Inquiring privacy experts want to know, and they’ve wanted to know for a few years: what type of facial recognition technology is the New York City Police Department (NYPD) using?
What’s it purchased? What are its policies and procedures? How does it train cops on how to use it? What agreements does it have with other agencies that help it run the facial recognition program?
After three years of asking these questions, and filing over 100 requests for relevant documents – which the NYPD is required to hand over per New York State’s Freedom of Information Law (FOIL) – and after a year of being told that the department couldn’t find any such information, Georgetown University Law Center’s Center on Privacy & Technology (CPT) think tank finally managed to claw out 3,700 pages.
Some of which, three weeks after it coughed them up, the NYPD demanded that the CPT return.
A Manhattan judge has ordered the CPT to give back 20 pages of confidential, unredacted documents about the NYPD’s use of facial recognition that were handed over by mistake during the long-running legal case… Oops.
Mind you, the NYPD has already shared these documents.
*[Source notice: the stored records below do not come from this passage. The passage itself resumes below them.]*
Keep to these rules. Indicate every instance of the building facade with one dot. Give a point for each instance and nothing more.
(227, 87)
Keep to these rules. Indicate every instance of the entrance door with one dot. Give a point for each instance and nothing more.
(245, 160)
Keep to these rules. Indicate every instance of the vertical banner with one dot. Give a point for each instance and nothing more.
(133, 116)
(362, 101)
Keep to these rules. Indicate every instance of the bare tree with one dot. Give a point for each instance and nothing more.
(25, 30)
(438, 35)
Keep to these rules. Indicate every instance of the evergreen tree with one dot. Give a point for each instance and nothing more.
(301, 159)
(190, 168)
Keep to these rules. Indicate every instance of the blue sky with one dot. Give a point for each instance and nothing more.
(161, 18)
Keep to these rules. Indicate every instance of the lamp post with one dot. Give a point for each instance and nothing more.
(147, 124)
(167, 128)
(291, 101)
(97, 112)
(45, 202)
At least once, it’s done so publicly… or, rather, it’s shared one document with anybody who could cough up a conference fee to see it splashed on a screen in a PowerPoint presentation.
According to the New York Daily News, these are some of the schizophrenic approaches the NYPD has demonstrated when it comes to these supposedly highly sensitive documents:
- A heavily redacted user guide for a facial recognition program by Dataworks Plus was turned over during the legal proceedings in the CPT’s lawsuit. The NYPD handed over an unredacted copy of the same document, which explains what the media outlet describes as a Photoshop-style program, during an earlier lawsuit.
- Anybody with $1,695 to fork over could have seen the NYPD deliver a Powerpoint presentation on its Facial Identification Section during a September 2018 conference. It now claims that the same information is “too sensitive” to disclose through the lawsuit, according to Clare Garvie, an attorney with the CPT.
Garvie had the documents for 20 days. She’d already reviewed them well before the NYPD told her, in December, that she wasn’t supposed to have seen those 20 unredacted pages. The information is now in her head. What, exactly, does the court think it can do to wipe her wetware, short of a lobotomy?
Earlier this month, when Justice Shlomo Hagler handed down the “give ’em back” order, he wrote that Garvie may speak about the information, but she can’t specifically reference the 20 pages in question. Thus, she can talk about the documents, but she can’t back up her assertions with specific examples of what the NYPD’s up to. Here’s Garvie:
I rely on the information I learn through reviewing these records to write academic papers, raise awareness about the use of face recognition, and train public defenders. But I’m now faced with being able to speak about the information I’ve learned, but I can’t back up my assertions. The information has essentially become useless.
This is a head-scratcher, she said:
It is completely mystifying what information the NYPD is trying to keep from the public.
The NYPD has followed a pattern of inconsistently and selectively disclosing information.
Whether the NYPD likes it or not, the CPT lawsuit has already shown that anyone arrested by the NYPD is potentially subject to facial recognition searches.
Last year, Garvie said that none of the NYPD documents turned over during the CPT’s case show a policy that would prevent the police from running somebody’s photograph through its facial recognition system and comparing it with the department’s mugshot database, which is fully integrated with fingerprint data. The state of New York has also boasted about its use of facial recognition to find people who get duplicate driver’s licenses.
As Garvie said, there’s no evidence of the NYPD following a policy that would stop them from running photos taken of people who are, for example, lawfully protesting:
The NYPD has failed to ensure the public this will only be used for reasonable law enforcement purposes.
Even the NYPD’s defense attorney said that this clawback was a fiasco. But still, we need them back. City attorney Jeffrey Dantowitz:
That a few documents were inadvertently produced without the intended redactions, while careless, was neither an intelligent nor voluntary disclosure.